He stared with attentive seriousness. “You…work…you work at it. Got to work…at it.”

I kept my voice even. “Yeah…we did, Dad. We worked hard at it. Things just…go a different way sometimes.”

He shivered.

“Are you cold?”

His sagging mouth was set in a frown, as he weakly shook his head. Saliva trickled from his mouth. I reached for a tissue, stood and wiped the sticky dribble. “Surgery?” he forced out. “Surgery…” he repeated, straining for words and thoughts.

“Me?”

He nodded.

“Oh, you mean have I started my cardiology fellowship?”

His eyes opened wider in affirmation.

“Haven’t given it much thought recently.”

“…What….waiting for?”

I searched for warmth in his eyes, but saw accusation. They were crystal clear, more so than I’d remembered since my last visit. His professional suavity and careful breeding had been stripped away, leaving behind the frankness and entitlement of a patriarch.

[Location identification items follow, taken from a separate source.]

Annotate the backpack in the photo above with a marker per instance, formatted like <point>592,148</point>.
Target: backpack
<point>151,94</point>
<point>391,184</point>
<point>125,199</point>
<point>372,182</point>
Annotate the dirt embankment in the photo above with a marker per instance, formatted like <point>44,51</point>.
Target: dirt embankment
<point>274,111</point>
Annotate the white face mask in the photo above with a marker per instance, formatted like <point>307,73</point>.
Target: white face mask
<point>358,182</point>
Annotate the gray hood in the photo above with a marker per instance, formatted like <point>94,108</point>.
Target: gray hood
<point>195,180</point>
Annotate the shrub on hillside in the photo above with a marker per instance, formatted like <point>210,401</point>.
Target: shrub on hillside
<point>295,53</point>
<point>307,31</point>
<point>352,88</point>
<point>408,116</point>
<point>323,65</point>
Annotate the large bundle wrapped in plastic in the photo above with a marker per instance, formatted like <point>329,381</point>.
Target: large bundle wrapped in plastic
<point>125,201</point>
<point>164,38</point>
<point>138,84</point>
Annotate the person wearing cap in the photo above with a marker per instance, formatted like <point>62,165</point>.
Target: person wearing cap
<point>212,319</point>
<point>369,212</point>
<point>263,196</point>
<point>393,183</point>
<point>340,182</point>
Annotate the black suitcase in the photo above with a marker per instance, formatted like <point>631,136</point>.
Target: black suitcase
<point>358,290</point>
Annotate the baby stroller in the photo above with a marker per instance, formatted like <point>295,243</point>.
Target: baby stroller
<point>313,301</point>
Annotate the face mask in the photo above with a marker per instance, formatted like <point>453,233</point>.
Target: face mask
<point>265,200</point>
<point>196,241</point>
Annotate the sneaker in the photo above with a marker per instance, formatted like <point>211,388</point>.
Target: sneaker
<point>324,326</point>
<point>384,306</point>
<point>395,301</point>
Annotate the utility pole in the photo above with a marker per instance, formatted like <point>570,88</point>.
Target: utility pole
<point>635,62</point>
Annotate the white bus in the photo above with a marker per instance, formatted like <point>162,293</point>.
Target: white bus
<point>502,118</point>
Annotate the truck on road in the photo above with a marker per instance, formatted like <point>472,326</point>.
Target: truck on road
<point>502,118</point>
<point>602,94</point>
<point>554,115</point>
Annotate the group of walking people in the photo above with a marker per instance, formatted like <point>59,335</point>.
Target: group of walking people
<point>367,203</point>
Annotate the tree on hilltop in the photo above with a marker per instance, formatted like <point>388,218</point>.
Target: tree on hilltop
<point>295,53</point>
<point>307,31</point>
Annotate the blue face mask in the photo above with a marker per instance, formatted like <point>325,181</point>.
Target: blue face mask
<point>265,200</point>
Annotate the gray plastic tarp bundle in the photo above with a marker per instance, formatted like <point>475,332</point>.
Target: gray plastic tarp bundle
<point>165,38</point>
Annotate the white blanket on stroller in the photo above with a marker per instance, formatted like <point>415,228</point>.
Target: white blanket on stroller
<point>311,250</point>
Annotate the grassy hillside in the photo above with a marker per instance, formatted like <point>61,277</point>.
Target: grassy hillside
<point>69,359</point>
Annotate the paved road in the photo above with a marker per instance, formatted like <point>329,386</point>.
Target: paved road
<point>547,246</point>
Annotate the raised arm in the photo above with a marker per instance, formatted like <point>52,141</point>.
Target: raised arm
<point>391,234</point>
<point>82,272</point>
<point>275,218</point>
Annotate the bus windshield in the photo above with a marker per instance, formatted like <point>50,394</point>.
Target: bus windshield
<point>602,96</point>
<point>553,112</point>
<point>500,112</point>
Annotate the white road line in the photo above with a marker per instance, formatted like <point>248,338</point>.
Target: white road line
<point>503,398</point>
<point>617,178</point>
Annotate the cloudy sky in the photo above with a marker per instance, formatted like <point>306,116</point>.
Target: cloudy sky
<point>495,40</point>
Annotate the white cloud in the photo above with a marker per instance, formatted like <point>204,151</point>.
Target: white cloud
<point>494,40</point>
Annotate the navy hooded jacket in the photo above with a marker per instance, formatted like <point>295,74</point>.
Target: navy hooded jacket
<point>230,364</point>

His eyes burned at me. “Become…something…” he said. “Lincolns become…” his voice fell away and his body shook with frustration because he couldn’t find the words to finish the thought. But he saw that I understood his stern meaning.

Dad’s articulate and refined communication style had always marshaled carefully chosen words loaded with inference and subtext. I’d learned to understand and obey him that way. This “new” direct style was a little off-putting.

“Yes… Yes, Dad, I will be applying to Harvard soon.”

His face pinkened. His left eye watered. “House? Selling….it?”

I gave him a swift glance, and then looked at the flowers. “House is fine, Dad. No, I’m not selling it. No plans to.”

His chest sank a little in relief. “…Good…”

We listened to the silence. I couldn’t think of another single thing to say.

“A girl…friend?” he finally asked.

“No, Dad. No girlfriends. Just work.”

He lowered himself and his eyes, as if to close the door and end the visit. I stood and leaned, and put a gentle hand on his shoulder. “You sleep now. It was good to see you.”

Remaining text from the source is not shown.